Keywords—Reversible logic; appoximate multiplier; low power; error-resilient;

#### I. INTRODUCTION

Circuit designers have been forced to provide novel approaches at different levels of design abstraction because to the digital circuit industry's explosive growth and the subsequent rise in the density and complexity of digital integrated circuits at the deep nanoscale dimensions[1]. One practical method for developing energy-efficient nanoscale digital circuitry is the application of approximation computing. In many real-world applications, precision is not the primary concern. Precise calculations are not always necessary in many error-resistant applications, including multimedia applications, voice and picture recognition, and artificial neural networks (ANNs)[2]. These systems are able to accept mistakes while still generating useful results, even ones that are simple enough for humans to comprehend. Therefore, lowering the accuracy in regions that can be easily measured can diminish circuit metrics[3].

Multiplication is one of the basic arithmetic operations in microprocessors and digital signal processing units[4]. Furthermore, multipliers are widely used in neural networks. The convolutional layers of convolutional neural networks (CNNs)[5] frequently employ multiplication-accumulation (MAC) techniques. Multiplications, which are also significantly more complex than ad operations, are the MAC activities with the most resources. Therefore, reducing multipliers' energy consumption and hardware costs is essential.

The best strategy to compromise accuracy for hardware economy in error-tolerant applications is to design effective approximation multipliers [6]. Generally speaking, there are two ways to construct approximation multipliers. In the first way, the structure of the conventional multiplier is changed

to create approximation adders and compressors, and in the second method, the structure of the multiplier is changed to create an approximate design [7]. One effective method for avoiding mistakes in these multipliers is to utilize error compensation modules (ECMs).

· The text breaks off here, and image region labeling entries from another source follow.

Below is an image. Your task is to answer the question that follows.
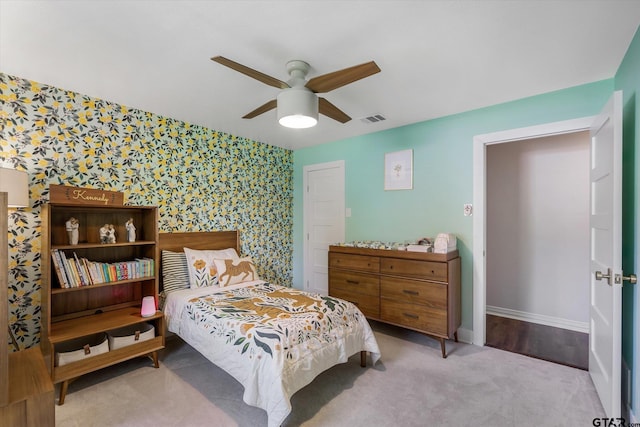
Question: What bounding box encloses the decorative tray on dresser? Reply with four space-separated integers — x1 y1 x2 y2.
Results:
329 246 461 357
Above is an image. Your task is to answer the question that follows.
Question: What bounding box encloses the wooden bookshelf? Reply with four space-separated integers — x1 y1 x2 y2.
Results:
41 203 165 404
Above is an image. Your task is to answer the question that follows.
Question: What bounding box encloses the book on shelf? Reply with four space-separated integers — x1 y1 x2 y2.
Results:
51 249 155 289
51 249 69 288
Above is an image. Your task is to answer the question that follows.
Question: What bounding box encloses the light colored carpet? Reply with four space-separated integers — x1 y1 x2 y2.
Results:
56 322 604 427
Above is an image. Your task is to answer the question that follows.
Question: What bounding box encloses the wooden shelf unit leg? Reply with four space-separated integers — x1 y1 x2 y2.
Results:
440 338 447 359
149 351 160 369
58 380 70 405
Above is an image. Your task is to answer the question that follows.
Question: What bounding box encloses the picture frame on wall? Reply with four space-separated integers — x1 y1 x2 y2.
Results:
384 149 413 190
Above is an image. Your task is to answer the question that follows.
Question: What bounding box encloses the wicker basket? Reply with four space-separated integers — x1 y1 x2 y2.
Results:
55 333 109 366
107 323 156 350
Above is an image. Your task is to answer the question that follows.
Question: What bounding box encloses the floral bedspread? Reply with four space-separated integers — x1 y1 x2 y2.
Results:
165 282 380 426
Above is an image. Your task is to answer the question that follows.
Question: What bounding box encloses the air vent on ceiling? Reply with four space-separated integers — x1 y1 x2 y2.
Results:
360 114 387 123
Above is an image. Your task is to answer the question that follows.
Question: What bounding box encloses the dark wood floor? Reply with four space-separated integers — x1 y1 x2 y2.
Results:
486 314 589 370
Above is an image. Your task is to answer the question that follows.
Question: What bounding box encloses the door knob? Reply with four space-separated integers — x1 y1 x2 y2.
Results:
596 268 613 285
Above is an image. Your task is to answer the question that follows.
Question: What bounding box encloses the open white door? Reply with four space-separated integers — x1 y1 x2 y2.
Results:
589 91 622 418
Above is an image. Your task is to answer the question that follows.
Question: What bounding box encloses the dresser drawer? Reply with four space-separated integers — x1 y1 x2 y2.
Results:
380 277 447 310
329 288 380 319
380 258 447 282
329 252 380 273
329 268 380 298
380 298 448 338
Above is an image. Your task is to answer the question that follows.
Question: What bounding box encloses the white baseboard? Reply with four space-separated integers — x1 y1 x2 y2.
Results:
458 328 473 344
487 305 589 334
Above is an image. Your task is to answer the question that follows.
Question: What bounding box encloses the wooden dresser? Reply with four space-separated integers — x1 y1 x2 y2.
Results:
329 246 461 357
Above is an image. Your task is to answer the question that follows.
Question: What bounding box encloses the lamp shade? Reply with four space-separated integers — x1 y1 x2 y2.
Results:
140 295 156 317
0 168 29 208
277 87 318 129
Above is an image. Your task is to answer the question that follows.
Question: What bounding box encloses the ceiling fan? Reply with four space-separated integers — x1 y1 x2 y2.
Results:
211 56 380 128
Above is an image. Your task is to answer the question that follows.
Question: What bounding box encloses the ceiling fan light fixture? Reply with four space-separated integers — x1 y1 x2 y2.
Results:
277 87 318 129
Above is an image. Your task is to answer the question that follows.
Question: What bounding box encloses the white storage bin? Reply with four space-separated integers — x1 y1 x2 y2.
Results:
107 323 156 350
55 333 109 366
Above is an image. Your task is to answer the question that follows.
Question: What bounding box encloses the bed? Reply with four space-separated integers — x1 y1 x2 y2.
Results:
159 231 380 427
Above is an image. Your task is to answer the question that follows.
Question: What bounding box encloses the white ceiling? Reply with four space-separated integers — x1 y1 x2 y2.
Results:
0 0 640 149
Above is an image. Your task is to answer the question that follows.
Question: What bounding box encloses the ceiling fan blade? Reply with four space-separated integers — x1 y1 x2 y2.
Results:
242 99 277 119
318 98 351 123
305 61 380 93
211 56 289 89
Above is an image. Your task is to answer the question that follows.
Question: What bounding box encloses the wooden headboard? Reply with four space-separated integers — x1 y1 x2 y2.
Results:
158 230 240 290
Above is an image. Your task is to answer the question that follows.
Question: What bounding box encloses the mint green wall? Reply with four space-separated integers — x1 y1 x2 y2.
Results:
293 79 614 329
615 24 640 418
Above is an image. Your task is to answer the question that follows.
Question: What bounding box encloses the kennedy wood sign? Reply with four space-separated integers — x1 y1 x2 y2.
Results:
49 184 124 206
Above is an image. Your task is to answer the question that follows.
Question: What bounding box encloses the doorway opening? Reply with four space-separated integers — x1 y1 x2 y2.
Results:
486 131 590 370
473 117 593 352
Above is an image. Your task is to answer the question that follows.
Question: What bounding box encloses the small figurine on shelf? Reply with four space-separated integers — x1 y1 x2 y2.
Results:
107 224 116 243
125 218 136 243
65 217 80 245
100 224 109 243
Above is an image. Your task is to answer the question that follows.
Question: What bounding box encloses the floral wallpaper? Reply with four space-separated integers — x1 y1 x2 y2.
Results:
0 73 293 348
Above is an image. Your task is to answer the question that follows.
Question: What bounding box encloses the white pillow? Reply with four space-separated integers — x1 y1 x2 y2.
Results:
162 250 190 293
184 248 239 289
213 257 260 287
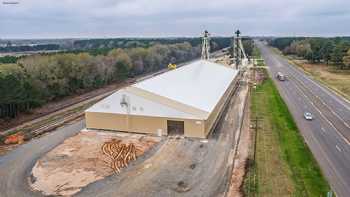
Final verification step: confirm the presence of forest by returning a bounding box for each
[0,38,230,118]
[269,37,350,70]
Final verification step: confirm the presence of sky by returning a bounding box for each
[0,0,350,39]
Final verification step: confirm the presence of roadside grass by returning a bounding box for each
[271,47,350,101]
[243,72,330,197]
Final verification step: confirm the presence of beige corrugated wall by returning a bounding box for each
[85,73,237,138]
[85,112,205,138]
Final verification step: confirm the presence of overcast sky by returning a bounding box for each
[0,0,350,38]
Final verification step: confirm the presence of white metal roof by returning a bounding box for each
[87,60,238,119]
[133,60,238,112]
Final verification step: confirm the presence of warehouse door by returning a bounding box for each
[167,120,185,135]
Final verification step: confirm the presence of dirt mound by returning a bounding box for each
[29,131,160,196]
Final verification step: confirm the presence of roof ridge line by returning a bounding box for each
[125,86,210,119]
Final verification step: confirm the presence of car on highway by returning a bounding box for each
[276,72,286,81]
[304,112,313,120]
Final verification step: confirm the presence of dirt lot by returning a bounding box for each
[29,131,161,196]
[293,60,350,100]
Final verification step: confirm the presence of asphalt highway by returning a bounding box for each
[256,41,350,197]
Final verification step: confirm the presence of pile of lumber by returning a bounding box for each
[101,139,136,173]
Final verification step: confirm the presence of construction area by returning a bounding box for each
[0,31,253,197]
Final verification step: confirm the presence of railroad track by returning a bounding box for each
[0,51,224,143]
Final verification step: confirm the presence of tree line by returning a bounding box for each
[0,42,227,118]
[0,44,60,53]
[269,37,350,69]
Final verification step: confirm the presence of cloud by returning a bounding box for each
[0,0,350,38]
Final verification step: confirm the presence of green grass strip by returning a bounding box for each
[256,78,330,196]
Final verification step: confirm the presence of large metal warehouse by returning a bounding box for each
[85,60,238,138]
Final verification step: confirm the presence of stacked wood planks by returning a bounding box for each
[101,139,136,173]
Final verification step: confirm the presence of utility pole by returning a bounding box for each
[233,29,242,69]
[202,30,210,60]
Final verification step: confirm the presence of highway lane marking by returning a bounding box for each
[293,76,350,129]
[288,58,350,110]
[295,78,350,145]
[335,145,342,152]
[262,45,346,196]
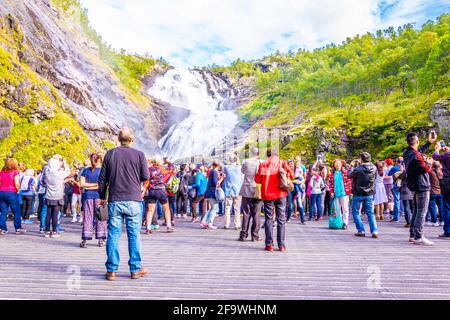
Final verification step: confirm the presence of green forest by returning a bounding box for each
[212,13,450,158]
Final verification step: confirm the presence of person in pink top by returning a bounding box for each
[0,159,26,235]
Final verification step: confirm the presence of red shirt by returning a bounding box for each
[0,170,19,192]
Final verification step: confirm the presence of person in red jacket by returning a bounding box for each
[328,159,352,229]
[255,149,294,251]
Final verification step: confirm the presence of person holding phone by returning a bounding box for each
[433,141,450,240]
[403,131,436,246]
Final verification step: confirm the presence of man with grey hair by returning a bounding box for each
[223,155,242,230]
[238,147,264,241]
[98,128,150,281]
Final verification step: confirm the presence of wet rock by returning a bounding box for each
[430,99,450,142]
[0,119,13,140]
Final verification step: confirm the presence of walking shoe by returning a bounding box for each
[105,272,117,281]
[414,237,434,246]
[131,268,148,280]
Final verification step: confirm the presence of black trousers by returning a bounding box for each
[240,197,264,239]
[177,192,189,214]
[38,193,45,221]
[61,193,72,216]
[45,205,61,232]
[264,197,287,247]
[21,196,34,220]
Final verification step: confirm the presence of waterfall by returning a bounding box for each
[148,69,238,160]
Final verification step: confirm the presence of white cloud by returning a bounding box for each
[77,0,450,66]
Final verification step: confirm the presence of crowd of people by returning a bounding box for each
[0,128,450,280]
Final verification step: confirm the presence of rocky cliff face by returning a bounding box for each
[0,0,176,166]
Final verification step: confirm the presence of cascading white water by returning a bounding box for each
[149,69,238,160]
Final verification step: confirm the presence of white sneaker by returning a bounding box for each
[414,237,434,246]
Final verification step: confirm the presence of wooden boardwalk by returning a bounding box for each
[0,218,450,300]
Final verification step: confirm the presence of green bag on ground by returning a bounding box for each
[328,213,344,229]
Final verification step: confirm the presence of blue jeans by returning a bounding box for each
[105,201,142,272]
[428,194,444,223]
[156,201,164,219]
[352,196,378,234]
[286,192,295,221]
[39,202,47,230]
[309,193,322,219]
[442,195,450,236]
[402,200,414,224]
[295,194,305,222]
[169,195,178,215]
[0,191,22,231]
[392,187,400,221]
[202,198,219,224]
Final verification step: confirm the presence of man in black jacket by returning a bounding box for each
[98,128,150,281]
[348,152,378,238]
[403,133,436,246]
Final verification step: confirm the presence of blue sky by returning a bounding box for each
[81,0,450,67]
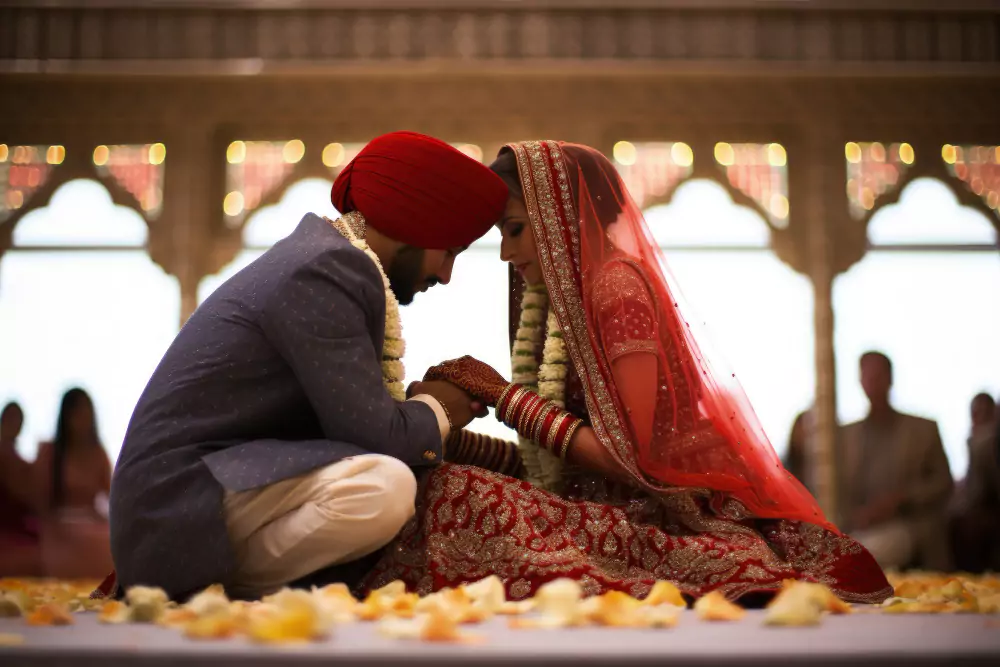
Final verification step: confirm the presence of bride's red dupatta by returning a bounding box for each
[509,141,836,531]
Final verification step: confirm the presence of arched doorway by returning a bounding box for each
[645,179,815,455]
[833,178,1000,477]
[0,179,180,460]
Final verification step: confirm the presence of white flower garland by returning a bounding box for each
[511,285,569,491]
[326,212,406,401]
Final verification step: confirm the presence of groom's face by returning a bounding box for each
[386,245,465,306]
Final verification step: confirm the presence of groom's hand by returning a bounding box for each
[408,382,487,431]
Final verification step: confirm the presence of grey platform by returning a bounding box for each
[0,611,1000,667]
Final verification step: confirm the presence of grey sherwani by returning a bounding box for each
[110,214,441,597]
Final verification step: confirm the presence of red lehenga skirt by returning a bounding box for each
[358,464,892,603]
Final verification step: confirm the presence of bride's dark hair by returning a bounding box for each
[490,144,623,227]
[490,146,524,199]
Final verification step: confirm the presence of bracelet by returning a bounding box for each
[497,384,583,459]
[438,401,455,434]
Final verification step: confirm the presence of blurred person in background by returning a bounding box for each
[35,388,111,578]
[951,394,1000,572]
[837,352,954,570]
[0,403,42,577]
[782,407,816,493]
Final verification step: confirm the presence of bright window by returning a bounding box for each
[0,180,180,460]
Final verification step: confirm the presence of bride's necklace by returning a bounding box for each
[326,211,406,401]
[511,285,569,491]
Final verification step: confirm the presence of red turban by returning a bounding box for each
[331,132,508,250]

By combining suitable truncation with efficient ECMs, effective approximation multipliers may be produced [8]. A brand-new approximation multiplier with an exceptionally powerful error correcting module is proposed in this short. The proposed design has an exceptionally minimum in complexity structure and greatly lowers energy consumption compared to competing systems [9]. For applications like image processing and neural networks that can tolerate mistakes, it offers a high enough accuracy [10]. The suggested multiplier consists of three main parts: an accurate section, a revolutionary effective error-compensation module, and a constant-truncated area that trades off hardware precision.

As a result, we propose an error compensation module to account for mistakes in circumstances where they are likely to occur. The architecture of the four ECM uses a total of 20 transistors and two four-input OR gates [11]. Additionally, because the absolute ED for each input equals the amount of 1s in that input, an input with a larger error distance has a lower possibility of happening assuming that the input bits to a multiplier are normally spread equally.

Research is also being done on the suggested approximation multiplier's applicability in neural network and image processing applications. The findings show that the suggested design provides a very successful balance between hardware efficiency and based on the findings, the suggested architecture provides a very good balance between accuracy and hardware efficiency for error-tolerant Numerous signed and applications[12]. approximation multipliers have previously been introduced in the literature. We have decided to focus on unsigned multipliers in this short since they are more common in the majority of approximation computing applications [13], such as image processing and machine vision [14]. There are usually two ways to create approximation multipliers. Designs without an error compensation module (ECM) fall under the first type. The other one features designs with ECMs that can significantly reduce fault.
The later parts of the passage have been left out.